Ridha menekankan Berkarya adalah partai yang dibentuk dengan desain semangat kalangan muda atas berbagai persoalan bangsa. Kesolidan partai dibangun mulai dari anggota pengurus ranting di setiap daerah.

Target ke depan jelas ingin Garuda lolos sebagai partai parlemen meski berat dan harus bersaing dengan parpol lama. Menurut dia, dengan jaringan kelompok anak muda, beberapa program lintas sektor terkait isu kesejahteraan sosial ekonomi sudah siapkan.

"Kami partai baru tapi punya planning yang sangat jelas gitu loh. Kami ingin lolos ke parlemen. Target, misi kami ingin menjadikan Garuda punya kepakan. Sedikit bicara, banyak kerja dan ada hasilnya," tutur Ridha.

Ekstra Kerja Keras

Baik Berkarya dan Garuda harus membuktikan terlebih dulu agar bisa lolos ke parlemen. Menembus ambang batas 4 persen sebagai parpol baru di era Reformasi dinilai sulit. Apalagi ada 12 parpol yang akan menjadi pesaing kuat. Meski demikian, peluang lolos selalu terbuka. Asalkan di waktu sisa mepet ini bisa memaksimalkan elektabilitas parpol.

"Dua partai ini mengejutkan, tapi inilah demokrasi yang beri warna baru. Lolos ke parlemen dulu saja sudah bagus. Itu juga butuh ekstra kerja keras, berdarah-darah," tutur pengamat politik Universitas Paramadina Hendri Satrio saat dihubungi VIVA, Senin, 19 Februari 2018.

Kemudian, ia memberikan catatan untuk Berkarya. Ia menganalisis sulit 'menjual' program Orde Baru di era sekarang. Figur Tommy Soeharto dianggap belum bisa memberikan efek signifikan terhadap parpol.

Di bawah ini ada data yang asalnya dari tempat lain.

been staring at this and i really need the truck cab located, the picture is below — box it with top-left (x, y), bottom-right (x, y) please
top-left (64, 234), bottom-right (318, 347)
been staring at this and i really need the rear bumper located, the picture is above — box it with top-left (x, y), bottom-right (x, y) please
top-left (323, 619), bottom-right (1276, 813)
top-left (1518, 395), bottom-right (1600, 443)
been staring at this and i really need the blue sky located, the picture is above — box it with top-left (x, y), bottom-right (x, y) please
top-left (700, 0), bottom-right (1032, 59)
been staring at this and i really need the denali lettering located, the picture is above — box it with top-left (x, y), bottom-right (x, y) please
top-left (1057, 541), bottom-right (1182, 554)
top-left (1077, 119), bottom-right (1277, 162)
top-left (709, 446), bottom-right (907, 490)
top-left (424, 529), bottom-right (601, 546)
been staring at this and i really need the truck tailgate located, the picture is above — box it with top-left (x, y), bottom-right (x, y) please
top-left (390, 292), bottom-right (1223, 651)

Namun, kenangan Orde Baru bisa dijual bila kinerja kabinet ekonomi pemerintahan Joko Widodo gagal.

"Bila kondisi ekonomi tidak membaik maka kampanye keberhasilan zaman Orba lebih enak bisa ditelan. Jualan Orde Baru berhasil, enakan zaman Soeharto dibanding Reformasi," ujar Hendri.

Parpol Berkarya daftar Pemilu 2019 ke KPU RI

Foto: Elite Partai Berkarya saat mendaftar ke KPU.

Hal senada disampaikan pengamat politik Adi Prayitno. Menurutnya, saat ini sulit menjual romanstisme Orde Baru. Bila masyarakat sebagai suara pemilih hanya berpikir pendek maka kenangan manis Orde Baru bisa diterima. Namun, sebaliknya jika berpikir rasional maka sulit. "Mengembalikan Orde Baru akan diterima bila berpikir pendek. Tapi, kalau berpikir rasional akan ditolak," kata Adi.

Lagipula, ada dua parpol baru lain yaitu PSI dan Perindo yang akan menjadi lawan berat lolos ke parlemen. Meski baru, dua parpol ini dinilai lebih siap. Pertama, PSI dengan kampanye anak muda menjadi andalan. Kemudian, Perindo dengan kekuatan jaringan media massa yang dimiliki Hary Tanoesoedibjo.

"Realistisnya susah. Karena ada PSI dan Perindo yang lebih siap. Secara sosialisasi, dua parpol ini sudah lebih dulu," ujarnya.